Se ha hecho normal que los medios difundan la muerte de campesinos y guerrilleros en lo profundo del Catatumbo, del Sur de Bolívar, de Arauca o de algún otro punto olvidado del mapa nacional al punto que una noticia de esas se confunde fácilmente con la nota de farándula del noticiero y la vida citadina sigue como si nada.
En televisión han desfilado los generales de la policía y de las fuerzas militares al lado de los ministros y el presidente, satisfechos y hasta sonrientes para anunciar la muerte de algún jefe guerrillero bajo toneladas de explosivos lanzados desde su moderna aviación de guerra. Dentro de su lógica y su doble rasero para medir los hechos, el uso de esos explosivos y la muerte de esos Colombianos está plenamente justificada y por eso su regocijo.
Ahora que son atacados en su propias guarniciones y sienten el rigor de la confrontación en una ciudad capital del perfil de Barranquilla, salen a desatar toda su rabia y a descalificar las acciones propias de la guerra, la misma que ellos agencian y desarrollan contra el pueblo.
La policía se ha especializado en las ciudades en manejar redes de delincuencia común y del narcotráfico asociados con el paramilitarismo, y a reprimir a diestra y siniestra a quienes tienen que rebuscarse la comida a diario en un andén o en una esquina vendiendo cualquier cachivache para llevar el pan a sus casas.
Papel central juega la inteligencia policial en las operaciones contrainsurgentes que desarrolla el Estado en contra del movimiento revolucionario; la policía no es pues un cuerpo civil armado como ahora pretenden mostrarlo algunos constructores de opinión, sino una fuerza represiva militarizada y comprometida en las operaciones ofensivas y de inteligencia que desarrolla el enemigo.

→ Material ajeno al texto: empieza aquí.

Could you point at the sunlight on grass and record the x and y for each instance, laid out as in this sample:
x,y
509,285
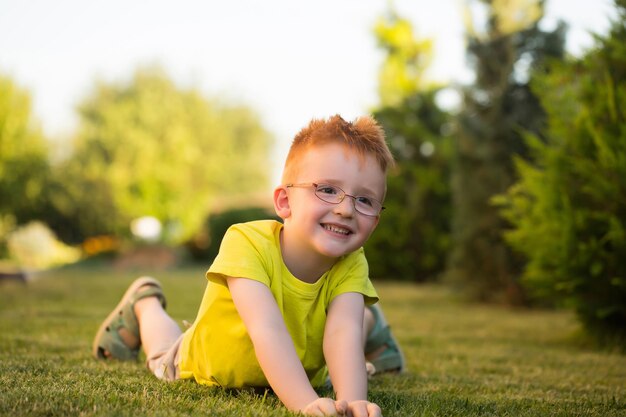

Respetamos y cumplimos el Cese del Fuego Bilateral y Temporal a pesar de que las operaciones de asedio y ataque a unidades guerrilleras no cesó por parte de las fuerzas gubernamentales, y que los compromisos del Estado en parar el asesinato de líderes sociales nunca se concretó, y muy por el contrario arreciaron los ataques y las muertes; era obvio que una vez culminado dicho cese las unidades urbanas y rurales del ELN estábamos en la obligación de responder a esas agresiones.
Encontrar salidas distintas a la crueldad de la guerra es uno de los propósitos de la Mesa instalada en Quito, la misma a la que ahora el gobierno se niega a volver, argumentando razones unilaterales y desconociendo lo firmado en temas de agenda, metodología y participación de la sociedad.
Negociar en medio del conflicto ha sido una lógica impuesta por el Estado, no por la guerrilla, y cambiarla requiere de acuerdos bilaterales que comprometan a las partes. El ELN ha planteado la disposición a pactar un nuevo y mejor cese del fuego y a que avance la agenda acordada que nos debe acercar a las transformaciones y los cambios urgentes hacia un nuevo país, donde sea real la construcción de la paz y el bienestar para los millones de colombianos excluidos por el modelo económico y las políticas de guerra del Estado.